In the embodiment, the anomaly monitoring result is further identified, and the behavior topological graph and the anomaly monitoring result which meet the updating condition are sent back to the training submodule to update the candidate behavior monitoring model as a means for reinforcing the candidate behavior monitoring model, so that compared with the traditional mode of issuing a baseline file, the self-learning capability is improved.

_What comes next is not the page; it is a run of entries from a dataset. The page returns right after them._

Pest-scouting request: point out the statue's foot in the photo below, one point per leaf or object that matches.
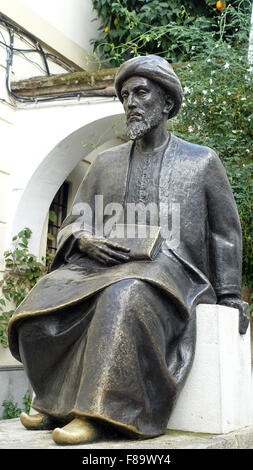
(78, 431)
(37, 422)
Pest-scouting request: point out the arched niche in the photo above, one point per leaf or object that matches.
(82, 144)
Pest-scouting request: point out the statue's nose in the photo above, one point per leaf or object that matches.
(131, 101)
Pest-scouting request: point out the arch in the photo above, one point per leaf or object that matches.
(34, 204)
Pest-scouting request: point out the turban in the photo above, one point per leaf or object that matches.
(155, 68)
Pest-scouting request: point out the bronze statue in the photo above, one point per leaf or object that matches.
(107, 339)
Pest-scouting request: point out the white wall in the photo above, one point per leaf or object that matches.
(63, 25)
(71, 17)
(47, 144)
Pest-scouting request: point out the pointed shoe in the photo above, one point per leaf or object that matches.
(78, 431)
(37, 422)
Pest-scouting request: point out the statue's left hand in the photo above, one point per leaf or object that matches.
(243, 308)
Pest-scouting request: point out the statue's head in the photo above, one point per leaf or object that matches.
(150, 92)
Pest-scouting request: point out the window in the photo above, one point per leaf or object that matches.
(57, 214)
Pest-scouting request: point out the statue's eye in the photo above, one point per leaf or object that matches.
(142, 93)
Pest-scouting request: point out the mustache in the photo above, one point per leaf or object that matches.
(134, 114)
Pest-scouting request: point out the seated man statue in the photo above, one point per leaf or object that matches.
(107, 338)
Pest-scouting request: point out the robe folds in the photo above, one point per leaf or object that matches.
(116, 343)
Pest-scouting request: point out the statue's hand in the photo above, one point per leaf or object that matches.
(103, 250)
(243, 308)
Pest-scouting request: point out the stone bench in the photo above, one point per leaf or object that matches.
(217, 396)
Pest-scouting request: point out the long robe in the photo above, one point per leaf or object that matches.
(116, 343)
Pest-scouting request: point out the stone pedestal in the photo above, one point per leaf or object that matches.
(217, 396)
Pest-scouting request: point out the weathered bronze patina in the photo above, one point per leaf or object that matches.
(109, 340)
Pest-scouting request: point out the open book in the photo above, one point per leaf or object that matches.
(144, 241)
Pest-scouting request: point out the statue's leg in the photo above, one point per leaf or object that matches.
(119, 357)
(137, 355)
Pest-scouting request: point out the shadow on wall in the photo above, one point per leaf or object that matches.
(82, 145)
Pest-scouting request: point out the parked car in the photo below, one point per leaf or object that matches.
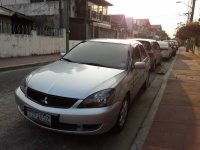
(173, 45)
(153, 49)
(166, 50)
(87, 91)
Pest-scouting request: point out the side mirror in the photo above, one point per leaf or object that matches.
(140, 65)
(62, 54)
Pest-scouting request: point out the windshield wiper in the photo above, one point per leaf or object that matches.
(95, 64)
(67, 59)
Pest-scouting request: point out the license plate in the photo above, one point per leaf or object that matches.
(39, 116)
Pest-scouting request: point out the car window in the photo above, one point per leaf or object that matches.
(155, 46)
(100, 53)
(163, 45)
(137, 57)
(147, 45)
(143, 52)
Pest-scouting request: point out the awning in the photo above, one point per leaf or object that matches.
(101, 2)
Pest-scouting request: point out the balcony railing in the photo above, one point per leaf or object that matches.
(95, 16)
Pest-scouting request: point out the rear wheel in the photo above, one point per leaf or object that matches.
(153, 67)
(122, 114)
(146, 83)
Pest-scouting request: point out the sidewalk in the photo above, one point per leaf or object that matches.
(176, 125)
(20, 62)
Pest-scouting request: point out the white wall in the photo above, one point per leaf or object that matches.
(25, 45)
(34, 9)
(13, 45)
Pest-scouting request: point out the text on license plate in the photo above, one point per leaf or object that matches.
(39, 116)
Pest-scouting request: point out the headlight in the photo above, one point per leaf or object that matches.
(100, 99)
(23, 85)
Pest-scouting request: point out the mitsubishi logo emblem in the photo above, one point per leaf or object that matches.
(45, 101)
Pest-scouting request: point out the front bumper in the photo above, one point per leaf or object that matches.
(72, 120)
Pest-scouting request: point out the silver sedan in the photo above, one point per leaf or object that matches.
(87, 91)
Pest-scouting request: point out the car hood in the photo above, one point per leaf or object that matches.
(73, 80)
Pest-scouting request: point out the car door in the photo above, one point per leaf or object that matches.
(136, 72)
(144, 58)
(157, 52)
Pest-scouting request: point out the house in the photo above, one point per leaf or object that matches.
(132, 27)
(10, 21)
(88, 18)
(156, 28)
(91, 20)
(118, 23)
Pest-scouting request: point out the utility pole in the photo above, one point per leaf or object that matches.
(193, 8)
(66, 21)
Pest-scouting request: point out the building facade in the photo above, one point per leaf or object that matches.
(88, 18)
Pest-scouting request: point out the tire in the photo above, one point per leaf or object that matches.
(160, 61)
(122, 117)
(153, 67)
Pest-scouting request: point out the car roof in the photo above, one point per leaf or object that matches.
(116, 41)
(147, 40)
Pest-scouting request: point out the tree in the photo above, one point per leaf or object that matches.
(162, 34)
(188, 31)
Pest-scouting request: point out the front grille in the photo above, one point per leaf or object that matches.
(50, 100)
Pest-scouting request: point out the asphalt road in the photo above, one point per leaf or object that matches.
(16, 133)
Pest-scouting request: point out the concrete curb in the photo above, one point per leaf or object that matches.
(20, 66)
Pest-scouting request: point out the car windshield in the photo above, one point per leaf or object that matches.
(163, 45)
(147, 45)
(103, 54)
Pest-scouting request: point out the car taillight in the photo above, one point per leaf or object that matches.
(151, 54)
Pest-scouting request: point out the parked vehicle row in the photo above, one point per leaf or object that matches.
(87, 91)
(90, 88)
(153, 49)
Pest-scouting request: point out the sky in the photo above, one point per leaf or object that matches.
(168, 13)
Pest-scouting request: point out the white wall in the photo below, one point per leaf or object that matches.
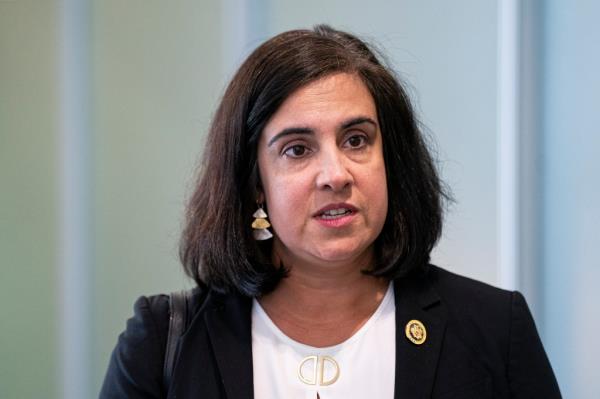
(571, 195)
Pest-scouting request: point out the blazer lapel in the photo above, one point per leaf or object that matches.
(228, 322)
(416, 364)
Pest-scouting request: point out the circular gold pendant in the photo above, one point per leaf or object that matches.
(416, 332)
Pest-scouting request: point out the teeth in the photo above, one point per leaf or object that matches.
(335, 212)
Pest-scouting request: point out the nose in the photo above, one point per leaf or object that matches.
(334, 173)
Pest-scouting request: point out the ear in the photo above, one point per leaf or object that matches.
(260, 197)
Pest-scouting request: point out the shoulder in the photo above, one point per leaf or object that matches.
(136, 364)
(492, 327)
(469, 294)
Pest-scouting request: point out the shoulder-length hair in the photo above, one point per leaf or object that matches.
(217, 247)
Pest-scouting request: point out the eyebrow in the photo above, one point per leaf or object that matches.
(306, 130)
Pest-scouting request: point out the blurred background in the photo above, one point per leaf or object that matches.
(103, 110)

The present application further provides an anomaly monitoring system, which is configured in a local monitoring device, as shown in fig. 5, and includes a topological diagram generation module 1, a deployment module 2, a behavior detection module 3, and an update judgment module 4; the topological graph generation module 1 responds to the detection request and is used for acquiring global behavior information of a target user; determining at least one monitoring node associated with the global behavior information, local behavior information in each monitoring node and a behavior track between different monitoring nodes according to the global behavior information; generating a behavior topological graph according to at least one monitoring node associated with the global behavior information, local behavior information in each monitoring node and behavior tracks among different monitoring nodes;
the method for generating the behavior topological graph according to at least one monitoring node associated with the global behavior information and the behavior track among all the monitoring nodes comprises the following steps: each monitoring node is respectively used as a graph node in the behavior topological graph; for each monitoring node, determining the credibility of corresponding local behavior information in the monitoring node; according to the credibility, determining point attribute information of the graph node corresponding to the monitoring node; according to behavior tracks among different monitoring nodes, constructing connecting edges among different graph nodes in a behavior topological graph, and determining edge attribute information of each connecting edge;
specifically, for each monitoring node, the reliability of corresponding local behavior information in the monitoring node is determined; and determining the point attribute information of the graph node corresponding to the monitoring node according to the credibility.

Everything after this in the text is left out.